Aims to address a major challenge facing researchers today — namely, analyzing, transferring, and storing biomedical "big data" — through the use of cloud-based resources. Nephele is a project from the National Institutes of Health (NIH) that brings together microbiome data and analysis tools in a cloud computing environment. Nephele's advanced analysis pipelines include multiple stages of data processing, many of which can be configured by modifying parameters provided in the submission form.

SIAMCAT / Statistical Inference of Associations between Microbial Communities And host phenoTypes

Aims to identify changes in community composition that are related with environmental factors. SIAMCAT analyses relation between microbial communities and host phenotypes. It supports data pre-processing, statistical association testing, statistical modelling.
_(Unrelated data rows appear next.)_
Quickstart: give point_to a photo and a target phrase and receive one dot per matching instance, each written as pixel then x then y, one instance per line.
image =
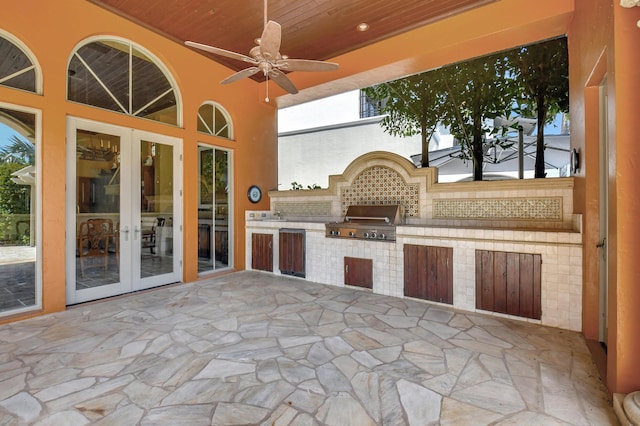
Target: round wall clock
pixel 254 193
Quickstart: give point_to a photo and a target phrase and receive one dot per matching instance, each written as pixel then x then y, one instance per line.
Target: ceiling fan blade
pixel 247 72
pixel 306 65
pixel 283 81
pixel 270 40
pixel 221 52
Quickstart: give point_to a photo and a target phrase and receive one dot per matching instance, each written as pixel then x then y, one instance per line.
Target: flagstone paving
pixel 254 348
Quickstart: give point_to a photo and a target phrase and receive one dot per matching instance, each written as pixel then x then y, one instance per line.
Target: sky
pixel 5 135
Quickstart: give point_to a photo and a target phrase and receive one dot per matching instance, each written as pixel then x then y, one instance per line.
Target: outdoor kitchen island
pixel 507 248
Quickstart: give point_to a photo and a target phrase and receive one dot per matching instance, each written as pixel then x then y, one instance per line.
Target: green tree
pixel 412 105
pixel 476 90
pixel 14 199
pixel 542 73
pixel 19 151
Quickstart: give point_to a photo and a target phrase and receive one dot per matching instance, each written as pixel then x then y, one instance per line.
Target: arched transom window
pixel 119 76
pixel 17 68
pixel 214 120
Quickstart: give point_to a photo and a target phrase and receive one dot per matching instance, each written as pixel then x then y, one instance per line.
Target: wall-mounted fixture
pixel 630 3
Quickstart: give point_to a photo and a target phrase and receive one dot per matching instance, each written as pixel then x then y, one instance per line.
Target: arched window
pixel 119 76
pixel 214 120
pixel 18 68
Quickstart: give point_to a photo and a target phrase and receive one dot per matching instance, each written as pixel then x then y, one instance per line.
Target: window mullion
pixel 86 65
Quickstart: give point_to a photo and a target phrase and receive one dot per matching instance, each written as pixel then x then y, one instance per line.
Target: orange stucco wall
pixel 604 43
pixel 51 30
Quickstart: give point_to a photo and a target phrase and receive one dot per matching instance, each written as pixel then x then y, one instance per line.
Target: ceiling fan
pixel 265 57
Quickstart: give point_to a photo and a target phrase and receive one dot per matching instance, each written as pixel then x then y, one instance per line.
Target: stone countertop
pixel 553 236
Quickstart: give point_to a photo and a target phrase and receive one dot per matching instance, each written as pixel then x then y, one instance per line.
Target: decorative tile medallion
pixel 379 185
pixel 548 208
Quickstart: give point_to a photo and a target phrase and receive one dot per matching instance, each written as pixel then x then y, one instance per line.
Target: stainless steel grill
pixel 368 223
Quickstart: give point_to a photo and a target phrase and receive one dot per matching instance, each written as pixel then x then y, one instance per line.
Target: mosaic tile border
pixel 303 208
pixel 543 208
pixel 380 185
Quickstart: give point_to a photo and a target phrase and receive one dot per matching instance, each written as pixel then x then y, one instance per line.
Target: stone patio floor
pixel 255 348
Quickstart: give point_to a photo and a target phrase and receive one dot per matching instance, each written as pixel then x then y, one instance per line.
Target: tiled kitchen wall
pixel 531 216
pixel 514 204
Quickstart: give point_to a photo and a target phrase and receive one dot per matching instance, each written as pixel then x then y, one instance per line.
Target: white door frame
pixel 129 212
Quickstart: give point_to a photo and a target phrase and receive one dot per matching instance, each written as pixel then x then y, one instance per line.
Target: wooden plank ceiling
pixel 311 29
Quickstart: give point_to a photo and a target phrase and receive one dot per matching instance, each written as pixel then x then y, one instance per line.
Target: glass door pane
pixel 155 229
pixel 18 198
pixel 213 210
pixel 221 209
pixel 97 209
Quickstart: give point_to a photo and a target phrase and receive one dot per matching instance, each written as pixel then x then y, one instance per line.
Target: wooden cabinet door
pixel 358 272
pixel 428 273
pixel 262 252
pixel 292 252
pixel 509 283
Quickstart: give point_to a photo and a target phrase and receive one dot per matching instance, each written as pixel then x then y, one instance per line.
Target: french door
pixel 124 210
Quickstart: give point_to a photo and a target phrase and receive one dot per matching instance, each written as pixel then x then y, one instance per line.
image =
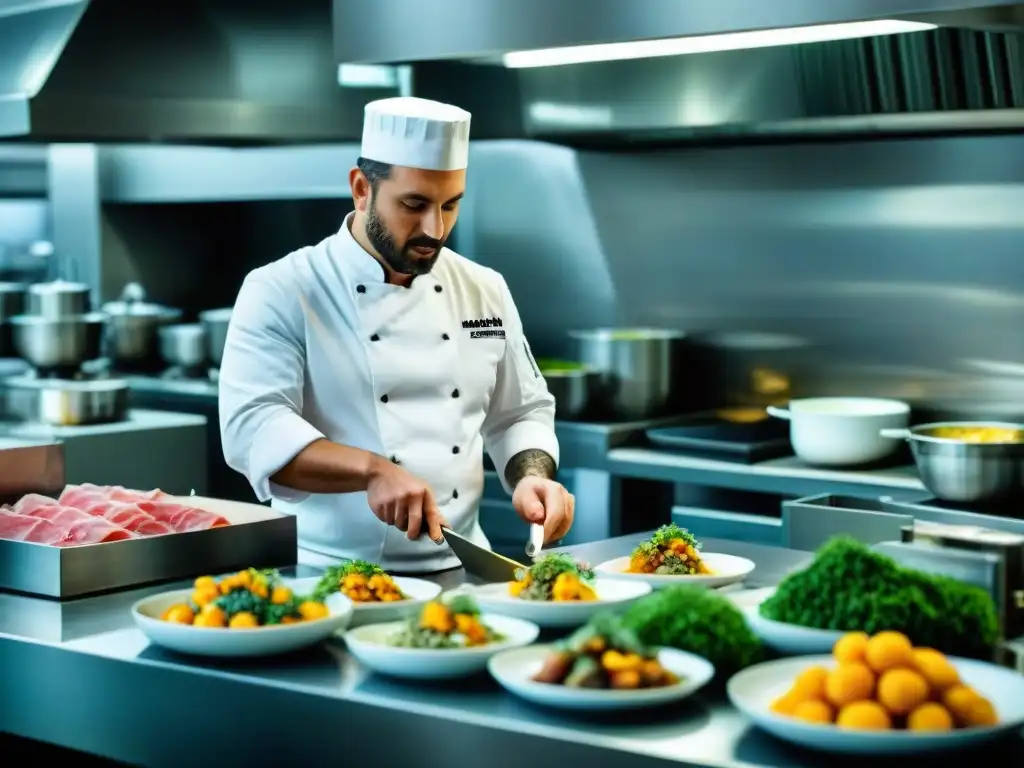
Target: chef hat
pixel 416 133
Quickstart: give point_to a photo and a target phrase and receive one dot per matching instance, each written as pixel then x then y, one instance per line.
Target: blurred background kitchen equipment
pixel 971 472
pixel 638 370
pixel 843 431
pixel 57 299
pixel 571 384
pixel 132 326
pixel 215 322
pixel 70 403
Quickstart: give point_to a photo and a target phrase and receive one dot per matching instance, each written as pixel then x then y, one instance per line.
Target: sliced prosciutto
pixel 80 527
pixel 33 529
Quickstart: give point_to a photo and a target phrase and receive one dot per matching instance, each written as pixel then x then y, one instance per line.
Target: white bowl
pixel 613 595
pixel 728 569
pixel 222 642
pixel 514 671
pixel 370 644
pixel 419 591
pixel 753 690
pixel 843 431
pixel 790 639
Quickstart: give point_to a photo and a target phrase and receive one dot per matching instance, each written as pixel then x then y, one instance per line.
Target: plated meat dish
pixel 453 624
pixel 360 582
pixel 671 551
pixel 604 654
pixel 96 514
pixel 249 599
pixel 883 682
pixel 556 578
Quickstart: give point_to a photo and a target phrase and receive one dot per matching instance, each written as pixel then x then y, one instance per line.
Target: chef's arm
pixel 519 427
pixel 261 382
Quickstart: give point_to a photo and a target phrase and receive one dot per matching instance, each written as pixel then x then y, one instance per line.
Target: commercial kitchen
pixel 767 256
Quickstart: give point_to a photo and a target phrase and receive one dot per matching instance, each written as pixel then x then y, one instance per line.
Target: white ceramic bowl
pixel 728 569
pixel 753 690
pixel 514 669
pixel 843 431
pixel 613 595
pixel 370 644
pixel 790 639
pixel 419 591
pixel 259 641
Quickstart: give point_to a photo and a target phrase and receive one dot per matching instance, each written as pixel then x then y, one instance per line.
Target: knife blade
pixel 480 562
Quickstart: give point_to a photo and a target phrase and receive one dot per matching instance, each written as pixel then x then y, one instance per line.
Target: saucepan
pixel 843 431
pixel 968 462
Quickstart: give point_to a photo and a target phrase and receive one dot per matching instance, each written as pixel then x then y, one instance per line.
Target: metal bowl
pixel 966 472
pixel 69 403
pixel 637 369
pixel 183 345
pixel 58 342
pixel 215 322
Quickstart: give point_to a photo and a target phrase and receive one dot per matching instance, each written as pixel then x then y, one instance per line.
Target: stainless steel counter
pixel 79 675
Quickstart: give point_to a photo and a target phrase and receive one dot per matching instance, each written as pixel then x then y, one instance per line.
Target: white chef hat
pixel 416 133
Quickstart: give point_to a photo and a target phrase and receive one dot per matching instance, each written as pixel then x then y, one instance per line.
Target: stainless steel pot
pixel 68 403
pixel 58 299
pixel 11 304
pixel 637 370
pixel 131 330
pixel 58 342
pixel 183 345
pixel 215 322
pixel 572 386
pixel 966 472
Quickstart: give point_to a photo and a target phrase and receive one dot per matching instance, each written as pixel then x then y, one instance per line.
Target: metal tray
pixel 257 537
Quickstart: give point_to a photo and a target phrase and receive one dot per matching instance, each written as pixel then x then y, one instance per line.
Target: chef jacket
pixel 320 345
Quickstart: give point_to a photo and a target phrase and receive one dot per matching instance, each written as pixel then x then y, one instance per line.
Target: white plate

This tool provides functions for evaluation and interpretation of statistical models, such as cross validation, parameter selection, ROC analysis and diagnostic model plots.


Allows for marine metagenomics analysis. META-pipe offers preprocessing, assembly, taxonomic classification and functional analysis. To reduce the effort to develop and deploy it, it has been integrated to existing biological analysis frameworks, and compute and storage infrastructure resources. META-pipe web service provides integration with identity provider services, distributed storage, computation on a Supercomputer, Galaxy workflows, and interactive data visualizations. The Galaxy based META-pipe is a powerful analysis pipeline for metagenomic samples which is intuitive and easy to use for biologists without extensive programming competence. META-pipe is flexible, modular, and it is integrated with large-scale computer systems and identity providers needed to operate a service with a large user base.

RTG Metagenomics

Delivers comprehensive results on the composition of microbial communities and their associated metabolic pathways, genes and genomes. Real Time Genomics’ metagenomic pipeline was developed to estimate the abundance or frequency of a particular genome (typically a bacterial species) in a complex metagenomic sample. The calculations are performed on standard SAM files after reads have been mapped to a reference genome set containing thousands of genomes, many of which are highly related at the nucleotide level.